As prophylactic strategies may expose more patients to antifungal agents, targeting a higher risk patient population is attempted with empirical or preemptive therapy to reduce unnecessary exposure. The initial two open label randomized trials of empirical antifungal therapy with amphotericin B demonstrated reduced frequency of infections and improved survival in those receiving therapy versus those not treated. As empirical antifungal therapy became a standard of care, subsequent randomized trials have endeavored to improve safety and efficacy. We recently demonstrated in an international multicenter randomized double blind trial of empirical antifungal therapy that early initiation of an echinocandin was as effective as lipid formulation of amphotericin B but superior in conferring increased survival and in improving the outcome of baseline infections in patients with acute leukemia. These clinical findings further reinforce the importance of early antimicrobial intervention in targeted high-risk patients.
As a continuity of our efforts to advance the understanding of the infectious diseases supportive care in pediatric oncology patients, we have systematically studied the safety and plasma pharmacokinetics of all of the systemic antifungal agents. These studies provide a rational basis for selection of correct dosages that provide plasma levels comparable to those of adults. These studies have demonstrated that approximately one-half of all agents studied required new dosage adjustments in order to optimize plasma-concentration time curves in our pediatric oncology patients. We found that an inverse relation between clearance and age may occur as a function of the metabolic pathway and chemical structure of the individual compound. Optimal dosing becomes particularly critical in profoundly immunocompromised pediatric patients where host response is abrogated and clearance of infection dependent upon the principally upon compound.
Among the clinical trials completed arising from our translational research program, we are completing an extensive series of studies of double and triple combination therapy strategies in vitro and in vivo against Aspergillus spp. In applying powerful mathematical modeling analyses to these data, we are able to detect significant interactions documenting synergy or antagonism as a guide to clinical trial development.
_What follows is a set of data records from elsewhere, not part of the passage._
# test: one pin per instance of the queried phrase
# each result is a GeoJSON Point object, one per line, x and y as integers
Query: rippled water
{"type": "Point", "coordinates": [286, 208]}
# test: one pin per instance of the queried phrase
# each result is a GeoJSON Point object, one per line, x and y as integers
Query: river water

Resource to the Oncology/HSCT Community. The Section serves as an international resource (available on a 24/7 basis) in assisting in the care of pediatric and adult oncology patients with life-threatening infections. On urgent notice Dr. Walsh has traveled to the bedside of critically ill pediatric patients to assist in their care.

Summary. These advances have and will substantially benefit children and adults with cancer, HSCT, and other immunodeficiencies. Commensurate with the mission of the NCI, our laboratory serves the pediatric and adult oncology communities of the nation and of the international community to provide leading-edge contributions in infectious diseases supportive care.

This page was last updated on 6/12/2008.